Te sentaste frente al computador a observar con detención el pequeño icono, en la esquina superior izquierda de la pantalla: papelera de reciclaje.
¿Dónde se irá esa basura? Tal vez exista un enorme vertedero para los desechos mundiales convertidos en códigos, como los de Matrix: cero uno, cero uno, cero uno y todo, todo se vuelva cero uno. Fantástico, porque así los mails arrabaleros, estos mensajes calientes oliendo a sudor, se perderán en el universo y me dejarán en paz.
Tú con esa figura espléndida y una elegancia a toda prueba, ¡escribiendo correos calientes al junior de la oficina! Correos que jamás se borran del disco duro, Sara. La única forma de destruirlos es a martillazos, a patadas o lanzando el aparato por la ventana. Pero ni así puedes estar segura, porque cualquiera los puede recoger. Como tantas cosas, lo has olvidado.
Benito era tan distinto a Juan Pablo. Mi marido es perfecto, pulcro hasta para dormir. Sueña boca arriba, con las sábanas intachables y los brazos a los lados. A veces parece muerto. En las noches me levanto y lo muevo. Tan quieto. Lo quiero. Benito, en cambio, tenía el color de la tierra, manos toscas, amplias y una mirada metálica imposible de eludir. Ahora debo cerciorarme de que lo escrito desaparezca. Aunque el ruido de afuera me molesta.
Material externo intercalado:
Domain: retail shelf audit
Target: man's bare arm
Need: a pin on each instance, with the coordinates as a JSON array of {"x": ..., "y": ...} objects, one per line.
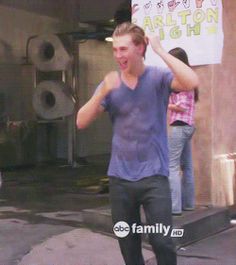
[{"x": 184, "y": 77}]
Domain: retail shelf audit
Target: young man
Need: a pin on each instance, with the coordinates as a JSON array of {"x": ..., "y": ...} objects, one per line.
[{"x": 137, "y": 99}]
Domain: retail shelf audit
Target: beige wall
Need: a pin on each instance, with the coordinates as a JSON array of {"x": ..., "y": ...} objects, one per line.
[{"x": 216, "y": 121}]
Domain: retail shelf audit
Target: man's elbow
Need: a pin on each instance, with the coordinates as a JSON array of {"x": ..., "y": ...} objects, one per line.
[
  {"x": 195, "y": 83},
  {"x": 80, "y": 124}
]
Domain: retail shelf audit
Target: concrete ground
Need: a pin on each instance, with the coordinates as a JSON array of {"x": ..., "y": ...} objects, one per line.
[{"x": 40, "y": 222}]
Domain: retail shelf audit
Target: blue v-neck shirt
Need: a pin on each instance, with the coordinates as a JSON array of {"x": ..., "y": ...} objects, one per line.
[{"x": 139, "y": 118}]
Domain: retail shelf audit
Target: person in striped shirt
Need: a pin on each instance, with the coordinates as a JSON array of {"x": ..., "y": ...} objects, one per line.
[{"x": 181, "y": 107}]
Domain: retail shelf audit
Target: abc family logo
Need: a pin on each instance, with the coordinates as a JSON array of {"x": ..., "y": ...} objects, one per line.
[{"x": 121, "y": 229}]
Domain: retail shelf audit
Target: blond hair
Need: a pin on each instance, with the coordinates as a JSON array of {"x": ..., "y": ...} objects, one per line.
[{"x": 137, "y": 34}]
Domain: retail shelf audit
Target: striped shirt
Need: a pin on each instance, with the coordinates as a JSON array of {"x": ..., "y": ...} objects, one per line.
[{"x": 184, "y": 100}]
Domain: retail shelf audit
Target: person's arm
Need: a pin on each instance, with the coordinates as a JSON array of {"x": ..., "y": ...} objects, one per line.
[
  {"x": 184, "y": 77},
  {"x": 93, "y": 107}
]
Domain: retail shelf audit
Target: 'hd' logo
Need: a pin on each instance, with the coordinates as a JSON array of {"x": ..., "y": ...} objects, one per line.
[{"x": 121, "y": 229}]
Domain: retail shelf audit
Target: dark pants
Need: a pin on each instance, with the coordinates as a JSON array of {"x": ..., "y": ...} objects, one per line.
[{"x": 153, "y": 193}]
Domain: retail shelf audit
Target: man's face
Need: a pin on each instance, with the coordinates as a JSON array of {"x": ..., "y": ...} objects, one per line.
[{"x": 126, "y": 53}]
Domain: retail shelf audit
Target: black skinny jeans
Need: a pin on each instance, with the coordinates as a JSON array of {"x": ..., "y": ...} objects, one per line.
[{"x": 154, "y": 194}]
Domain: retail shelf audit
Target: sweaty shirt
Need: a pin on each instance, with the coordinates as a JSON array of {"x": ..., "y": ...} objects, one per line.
[{"x": 139, "y": 142}]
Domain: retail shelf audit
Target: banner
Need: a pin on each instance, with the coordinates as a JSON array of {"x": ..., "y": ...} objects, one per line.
[{"x": 194, "y": 25}]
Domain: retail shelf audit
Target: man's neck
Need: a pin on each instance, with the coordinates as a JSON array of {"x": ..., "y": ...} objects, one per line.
[{"x": 135, "y": 72}]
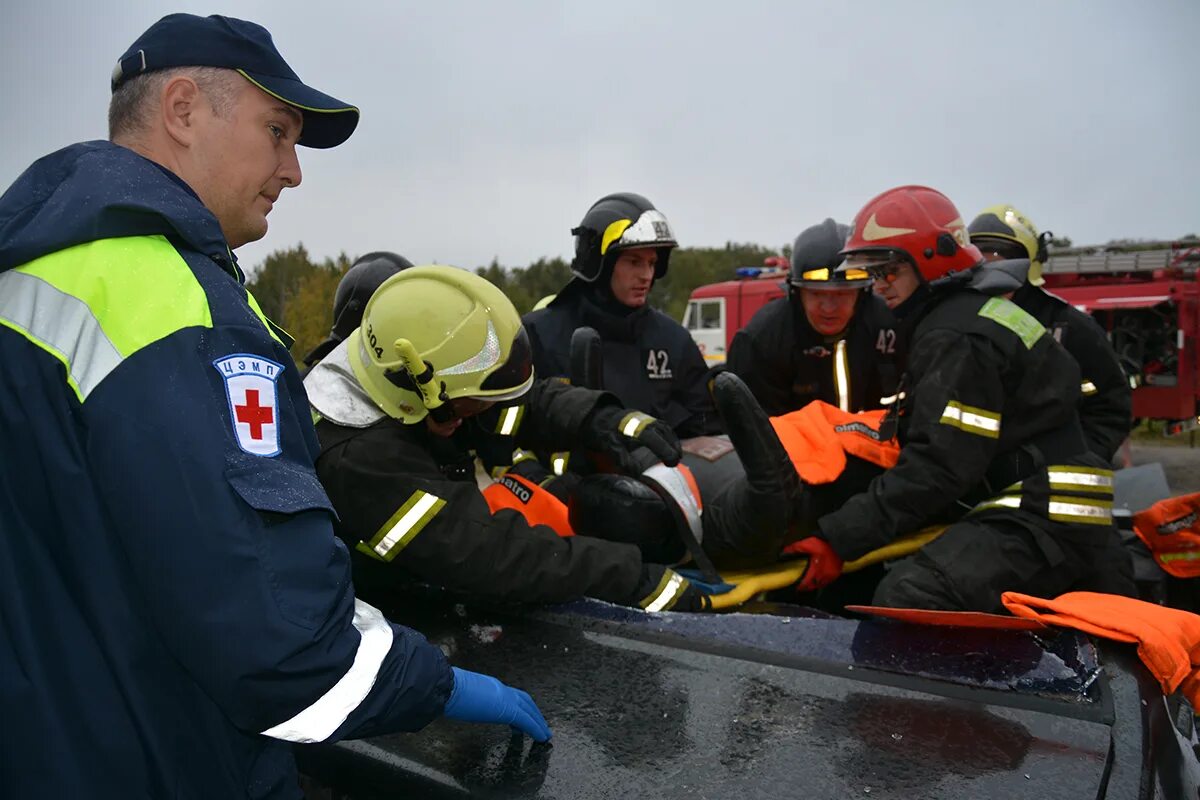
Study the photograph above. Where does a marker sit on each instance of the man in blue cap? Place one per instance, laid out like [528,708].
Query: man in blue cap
[177,607]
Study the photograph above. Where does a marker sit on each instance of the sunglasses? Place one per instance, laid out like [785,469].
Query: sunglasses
[823,274]
[885,271]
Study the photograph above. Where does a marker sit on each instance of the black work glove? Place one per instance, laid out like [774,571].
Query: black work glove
[618,432]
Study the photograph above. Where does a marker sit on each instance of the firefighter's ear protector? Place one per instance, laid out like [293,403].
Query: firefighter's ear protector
[587,252]
[947,246]
[418,377]
[1043,253]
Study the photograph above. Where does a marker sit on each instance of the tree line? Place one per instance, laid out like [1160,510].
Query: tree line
[297,292]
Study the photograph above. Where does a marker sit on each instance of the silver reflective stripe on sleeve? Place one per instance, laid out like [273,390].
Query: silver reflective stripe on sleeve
[1075,510]
[61,325]
[665,594]
[634,422]
[841,374]
[971,419]
[1080,479]
[403,525]
[999,503]
[327,715]
[510,419]
[672,481]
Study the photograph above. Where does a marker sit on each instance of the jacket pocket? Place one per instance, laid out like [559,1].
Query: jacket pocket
[306,566]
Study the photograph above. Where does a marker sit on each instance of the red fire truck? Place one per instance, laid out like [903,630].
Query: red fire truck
[1149,302]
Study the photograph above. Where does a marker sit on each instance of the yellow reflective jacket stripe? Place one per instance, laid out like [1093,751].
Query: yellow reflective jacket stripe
[402,527]
[971,420]
[94,305]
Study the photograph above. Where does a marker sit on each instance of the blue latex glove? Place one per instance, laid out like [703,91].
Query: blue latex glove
[481,698]
[696,578]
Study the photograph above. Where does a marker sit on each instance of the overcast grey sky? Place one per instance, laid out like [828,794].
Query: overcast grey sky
[489,127]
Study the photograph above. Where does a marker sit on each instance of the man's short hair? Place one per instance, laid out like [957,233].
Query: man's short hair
[133,102]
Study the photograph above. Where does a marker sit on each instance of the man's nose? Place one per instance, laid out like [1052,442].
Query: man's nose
[289,168]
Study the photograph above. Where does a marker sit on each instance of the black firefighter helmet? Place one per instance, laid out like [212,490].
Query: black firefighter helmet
[618,222]
[351,299]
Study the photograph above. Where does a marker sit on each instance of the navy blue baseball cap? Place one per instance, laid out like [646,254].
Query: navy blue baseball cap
[191,41]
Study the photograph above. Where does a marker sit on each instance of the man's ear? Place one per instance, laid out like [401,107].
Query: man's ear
[181,104]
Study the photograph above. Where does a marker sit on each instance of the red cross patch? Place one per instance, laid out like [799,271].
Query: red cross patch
[253,401]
La secretaria se sobresalta con tu voz.
—Marilú, que nadie me interrumpa. Solo si llama Juan Pablo o mis hijos…
No hay respuesta.
Las ventanas, cerrar las persianas, muy importante. A veces, desde los edificios algunos miran con anteojos o pequeños telescopios. Ahora sí puedo prender la luz y botar la carga.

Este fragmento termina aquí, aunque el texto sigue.